Regulatory documents also reveal that Pfizer failed to follow industry-standard quality management protocols during preclinical toxicology studies of its injection. These key studies did not meet good laboratory practice (GLP).
"Good laboratory practice or GLP is a set of principles intended to assure the quality and integrity of non-clinical laboratory studies used as the basis for research or marketing permits for products regulated by government agencies," explains The Defender, a newsletter of Children's Health Defense (CHD).
"The term GLP is most commonly associated with the pharmaceutical industry and the required non-clinical animal testing that must be performed prior to approval of new drug products."
TrialSite founder and CEO Daniel O'Connor says that Pfizer was basically trying to accelerate the vaccine development timeline to get its injection on the market as quickly as possible. This is what was expected from Donald Trump's "Operation Warp Speed" program.
"The implications of these findings are that Pfizer was trying to accelerate the vaccine development timeline based on the pressures of the pandemic," O'Connor is quoted as saying.
"The challenge is that the processes, such as Good Laboratory Practices, are of paramount importance for quality and ultimately for patient safety. If such important steps are skipped, the risk-benefit analysis would need to be compelling."
Even generic repurposed drugs that have an established history of safety and effectiveness for some other use must still go through "ever more studies to prove their worth," O'Connor says.
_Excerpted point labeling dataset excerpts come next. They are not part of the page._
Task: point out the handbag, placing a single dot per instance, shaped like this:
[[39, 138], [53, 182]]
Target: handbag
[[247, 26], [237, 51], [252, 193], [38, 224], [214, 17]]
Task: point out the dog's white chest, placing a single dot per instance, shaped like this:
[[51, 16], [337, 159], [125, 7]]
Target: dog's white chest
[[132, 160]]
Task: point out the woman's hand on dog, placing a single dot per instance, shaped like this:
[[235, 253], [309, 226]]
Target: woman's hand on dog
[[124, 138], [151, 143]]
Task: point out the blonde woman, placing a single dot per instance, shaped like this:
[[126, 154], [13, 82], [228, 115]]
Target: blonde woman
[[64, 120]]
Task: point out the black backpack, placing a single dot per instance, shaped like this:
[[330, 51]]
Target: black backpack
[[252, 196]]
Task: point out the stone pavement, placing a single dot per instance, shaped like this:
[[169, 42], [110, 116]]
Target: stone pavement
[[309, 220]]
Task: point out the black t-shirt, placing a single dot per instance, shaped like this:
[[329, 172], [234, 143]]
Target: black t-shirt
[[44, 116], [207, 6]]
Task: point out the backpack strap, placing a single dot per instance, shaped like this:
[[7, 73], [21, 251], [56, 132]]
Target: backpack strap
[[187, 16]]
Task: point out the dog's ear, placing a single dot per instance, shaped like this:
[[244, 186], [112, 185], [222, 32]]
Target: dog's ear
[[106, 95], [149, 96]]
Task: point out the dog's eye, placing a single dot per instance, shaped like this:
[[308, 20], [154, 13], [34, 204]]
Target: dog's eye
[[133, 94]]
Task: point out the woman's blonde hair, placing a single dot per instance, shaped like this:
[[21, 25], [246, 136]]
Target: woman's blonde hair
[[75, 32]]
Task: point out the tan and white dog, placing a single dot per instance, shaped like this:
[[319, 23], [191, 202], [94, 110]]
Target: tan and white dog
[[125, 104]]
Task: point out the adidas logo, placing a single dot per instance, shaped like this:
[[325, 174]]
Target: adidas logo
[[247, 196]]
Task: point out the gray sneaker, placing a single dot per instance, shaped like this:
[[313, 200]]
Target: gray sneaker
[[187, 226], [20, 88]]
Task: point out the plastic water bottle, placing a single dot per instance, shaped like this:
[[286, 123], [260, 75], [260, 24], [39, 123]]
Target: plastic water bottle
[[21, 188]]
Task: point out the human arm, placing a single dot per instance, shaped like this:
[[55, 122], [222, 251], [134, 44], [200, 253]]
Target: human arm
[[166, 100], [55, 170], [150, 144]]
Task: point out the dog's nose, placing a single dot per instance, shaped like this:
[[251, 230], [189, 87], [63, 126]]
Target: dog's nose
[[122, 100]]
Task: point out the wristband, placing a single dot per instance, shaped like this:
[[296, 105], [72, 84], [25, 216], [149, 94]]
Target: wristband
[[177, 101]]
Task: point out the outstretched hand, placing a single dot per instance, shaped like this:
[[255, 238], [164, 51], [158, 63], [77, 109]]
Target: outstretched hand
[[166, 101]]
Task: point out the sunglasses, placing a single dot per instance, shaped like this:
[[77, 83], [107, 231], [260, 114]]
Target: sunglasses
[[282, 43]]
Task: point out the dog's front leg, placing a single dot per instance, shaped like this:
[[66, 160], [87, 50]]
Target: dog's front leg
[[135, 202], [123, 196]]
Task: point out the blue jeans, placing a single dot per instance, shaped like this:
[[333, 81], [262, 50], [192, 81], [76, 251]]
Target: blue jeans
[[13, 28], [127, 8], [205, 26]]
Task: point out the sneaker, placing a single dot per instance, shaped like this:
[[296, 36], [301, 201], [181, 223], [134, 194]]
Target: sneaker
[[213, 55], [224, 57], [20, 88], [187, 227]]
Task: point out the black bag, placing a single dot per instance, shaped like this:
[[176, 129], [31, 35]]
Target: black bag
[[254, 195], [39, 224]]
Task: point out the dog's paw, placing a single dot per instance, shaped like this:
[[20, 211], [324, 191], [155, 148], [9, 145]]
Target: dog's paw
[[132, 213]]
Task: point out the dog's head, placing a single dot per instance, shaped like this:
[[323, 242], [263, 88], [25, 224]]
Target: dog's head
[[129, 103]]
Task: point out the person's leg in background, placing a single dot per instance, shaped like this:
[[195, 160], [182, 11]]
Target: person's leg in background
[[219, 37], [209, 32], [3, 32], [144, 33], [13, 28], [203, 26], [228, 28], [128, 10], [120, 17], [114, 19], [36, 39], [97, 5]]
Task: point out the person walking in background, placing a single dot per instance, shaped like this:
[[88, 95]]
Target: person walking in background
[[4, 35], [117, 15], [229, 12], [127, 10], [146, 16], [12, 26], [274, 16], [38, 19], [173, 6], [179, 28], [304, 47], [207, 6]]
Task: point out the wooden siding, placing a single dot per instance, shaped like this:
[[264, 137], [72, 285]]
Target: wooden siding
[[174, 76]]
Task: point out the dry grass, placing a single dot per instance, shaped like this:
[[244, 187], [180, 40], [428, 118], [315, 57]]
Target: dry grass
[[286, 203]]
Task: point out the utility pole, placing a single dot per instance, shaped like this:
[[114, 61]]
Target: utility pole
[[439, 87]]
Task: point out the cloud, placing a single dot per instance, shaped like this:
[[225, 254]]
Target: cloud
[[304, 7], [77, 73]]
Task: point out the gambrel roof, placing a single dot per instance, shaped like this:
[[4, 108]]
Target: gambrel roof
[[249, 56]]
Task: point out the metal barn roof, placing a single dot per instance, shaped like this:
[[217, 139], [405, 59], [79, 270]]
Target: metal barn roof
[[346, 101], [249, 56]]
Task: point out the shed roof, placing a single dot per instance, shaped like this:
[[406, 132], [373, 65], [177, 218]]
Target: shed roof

Pfizer, however, was given "even more discretion with a radically new life science-based technology."
While it is normally standard practice for the EMA to disclose its assessment of investigational new drug submissions, Pfizer's Chinese Virus injection came with no results from the biodistribution studies that were included in its public EMA summary.
The method that Pfizer used in trials was, of course, inadequate and made it appear as though the injection's components remained in a much smaller area than they actually do in the real world. As the EMA document states:
"Biodistribution: Several literature reports indicate that LNP-formulated RNAs can distribute rather nonspecifically to several organs such as spleen, heart, kidney, lung and brain. In line with this, results from the newly transmitted study 185350 indicate a broader biodistribution pattern."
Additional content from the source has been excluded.